Kur'an-ı Kerim ve Türkçe Meali Sayfa 393
60. Size verilen şeyler, yalnızca dünya hayatının metası ve süsüdür. Allah katında olan ise daha hayırlı ve daha süreklidir. Yine de akıllanmayacak mısınız?
61. Şimdi kendisine güzel bir vaatte bulunduğumuz, dolayısıyla da ona kavuşacak olan kişi; (sadece) dünya hayatının geçici menfaat ve zevkini yaşattığımız, sonra kıyamet günü (azaba uğramak için) hazır bulundurulanlardan olan kişi gibi midir?
62. O gün (Allah) onlara seslenip, “Benim ortaklarım olarak öne sürdükleriniz nerede?” der.
63. Üzerlerine söz (azap) hak olanlar derler ki: “Rabbimiz! İşte bizim azdırıp saptırdıklarımız bunlar; kendimiz azıp saptığımız gibi, onları da azdırıp saptırdık. (Şimdiyse) Sana (gelip onlardan) uzaklaşmış bulunmaktayız. Onlar bize tapıyor da değillerdi.”
64. “Ortaklarınızı çağırın” denir. Böylelikle onları çağırırlar, ama kendilerine cevap vermezler ve azabı görürler. Hidayet bulmuş olsalardı ne olurdu!

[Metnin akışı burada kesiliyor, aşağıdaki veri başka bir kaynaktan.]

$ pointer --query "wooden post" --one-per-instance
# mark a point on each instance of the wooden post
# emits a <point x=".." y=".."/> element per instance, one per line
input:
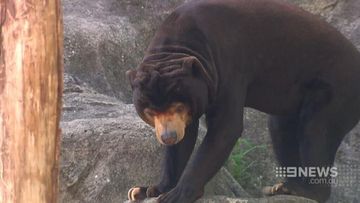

65. O gün (Allah) onlara seslenerek, “Peygamberlere ne cevap verdiniz?” der.
66. Artık o gün haberler onlar için körelmiştir (söyleyecek sözleri kalmamıştır), onlar birbirlerine de soramazlar.
67. Ancak kim tevbe edip iman eder ve salih amellerde bulunursa, artık kurtuluşa erenlerden olması umulur.
68. Rabbin, dilediğini yaratır ve seçer; seçim onlara ait değildir. Allah, onların ortak koşmakta olduklarından münezzehtir, yücedir.
69. Rabbin onların göğüslerinin saklamakta olduklarını da açığa vurmakta olduklarını da bilir.
70. O, Allah'tır; kendisinden başka ilah yoktur. Başta da sonda da (dünyada da âhirette de) bütün güzel övgüler O'nadır. Hüküm O'nundur. Sonunda O'na döndürüleceksiniz.